Find the solution here after the session ends.

Getting started

A helpful resource for this task is the dplyr cheatsheet.

Before you start, make sure to load the tidyverse package.

library(tidyverse)

We will continue working with the penguins data set.

Filter penguins

Find all penguins that …

  1. … have a bill length between 40 and 45 mm.

  2. … are of the species Adelie or Gentoo.

  3. … lived on the island Dream in the year 2007.

Remove missing values

  1. Remove all penguins with missing values for sex using drop_na().

Select columns

  1. Select only the variables species, sex, and year.

  2. Select only columns that start with "bill".

Add new columns

  1. Add a column with the ratio of bill length to bill depth.

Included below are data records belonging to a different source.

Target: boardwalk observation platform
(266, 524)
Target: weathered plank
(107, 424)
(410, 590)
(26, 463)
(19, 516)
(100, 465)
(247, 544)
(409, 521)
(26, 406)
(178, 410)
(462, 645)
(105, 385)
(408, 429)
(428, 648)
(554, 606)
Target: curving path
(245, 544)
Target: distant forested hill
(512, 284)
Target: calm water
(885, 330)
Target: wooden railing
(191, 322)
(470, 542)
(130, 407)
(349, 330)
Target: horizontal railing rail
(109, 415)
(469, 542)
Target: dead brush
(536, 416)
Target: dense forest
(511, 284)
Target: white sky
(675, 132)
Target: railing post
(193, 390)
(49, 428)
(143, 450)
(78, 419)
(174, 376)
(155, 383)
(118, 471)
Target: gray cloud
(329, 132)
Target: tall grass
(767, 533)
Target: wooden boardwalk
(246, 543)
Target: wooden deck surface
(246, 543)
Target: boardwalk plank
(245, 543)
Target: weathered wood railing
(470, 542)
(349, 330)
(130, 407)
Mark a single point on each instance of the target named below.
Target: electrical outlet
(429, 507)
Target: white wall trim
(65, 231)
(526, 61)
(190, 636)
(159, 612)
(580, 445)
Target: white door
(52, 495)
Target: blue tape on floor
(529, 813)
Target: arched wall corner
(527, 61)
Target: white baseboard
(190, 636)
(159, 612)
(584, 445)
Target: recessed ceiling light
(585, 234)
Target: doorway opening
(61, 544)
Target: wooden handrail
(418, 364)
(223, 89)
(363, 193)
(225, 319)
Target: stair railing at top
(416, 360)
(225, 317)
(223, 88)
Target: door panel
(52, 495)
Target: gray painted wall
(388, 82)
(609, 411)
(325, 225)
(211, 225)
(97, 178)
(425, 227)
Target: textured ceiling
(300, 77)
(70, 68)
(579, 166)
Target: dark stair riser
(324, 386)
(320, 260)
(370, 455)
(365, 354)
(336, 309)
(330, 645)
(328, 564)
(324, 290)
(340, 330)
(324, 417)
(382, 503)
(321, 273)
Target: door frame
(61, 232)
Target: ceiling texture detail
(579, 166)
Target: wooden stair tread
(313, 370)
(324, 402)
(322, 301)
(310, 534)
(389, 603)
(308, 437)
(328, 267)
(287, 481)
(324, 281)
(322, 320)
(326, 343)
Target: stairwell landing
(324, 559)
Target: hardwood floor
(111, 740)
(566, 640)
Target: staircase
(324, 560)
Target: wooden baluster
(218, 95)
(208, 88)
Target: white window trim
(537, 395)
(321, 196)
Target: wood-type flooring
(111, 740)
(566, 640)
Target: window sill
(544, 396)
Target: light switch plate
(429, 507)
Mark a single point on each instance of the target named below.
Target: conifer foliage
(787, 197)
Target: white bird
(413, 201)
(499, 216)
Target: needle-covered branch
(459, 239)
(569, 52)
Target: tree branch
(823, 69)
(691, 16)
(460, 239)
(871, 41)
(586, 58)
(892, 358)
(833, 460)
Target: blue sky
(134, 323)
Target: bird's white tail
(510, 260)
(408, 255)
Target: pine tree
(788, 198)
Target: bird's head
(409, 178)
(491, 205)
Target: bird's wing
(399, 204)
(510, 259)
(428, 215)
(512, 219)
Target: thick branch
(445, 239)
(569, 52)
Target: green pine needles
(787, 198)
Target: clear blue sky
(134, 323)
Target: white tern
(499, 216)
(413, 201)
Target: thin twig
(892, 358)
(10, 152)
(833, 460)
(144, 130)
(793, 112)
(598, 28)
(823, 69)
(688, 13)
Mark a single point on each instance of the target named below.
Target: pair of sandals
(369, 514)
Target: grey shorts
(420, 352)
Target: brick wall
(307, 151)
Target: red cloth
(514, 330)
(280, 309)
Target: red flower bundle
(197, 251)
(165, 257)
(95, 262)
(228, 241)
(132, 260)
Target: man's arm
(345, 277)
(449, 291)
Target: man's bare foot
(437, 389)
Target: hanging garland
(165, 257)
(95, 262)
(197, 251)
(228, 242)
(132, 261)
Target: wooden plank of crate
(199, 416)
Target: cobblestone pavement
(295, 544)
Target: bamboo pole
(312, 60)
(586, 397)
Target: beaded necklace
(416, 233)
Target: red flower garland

  2. Add a column with abbreviations for the species (Adelie = A, Gentoo = G, Chinstrap = C).

Combine with the pipe

  1. Use the pipe to combine multiple steps: start with penguins, remove rows with missing sex, keep only Adelie penguins, and select only species, sex, and body_mass.

For the fast ones

You can do these in any order, or skip them and just take a break.

  • Use filter_out() to exclude penguins from Torgersen island, then select only species, island, and flipper_len.

  • Create a size_category column with case_when based on body mass (small < 3500, medium < 5000, large >= 5000).

    • Extra: Do it in a pipe that also removes NAs and selects only species, body_mass, and size_category.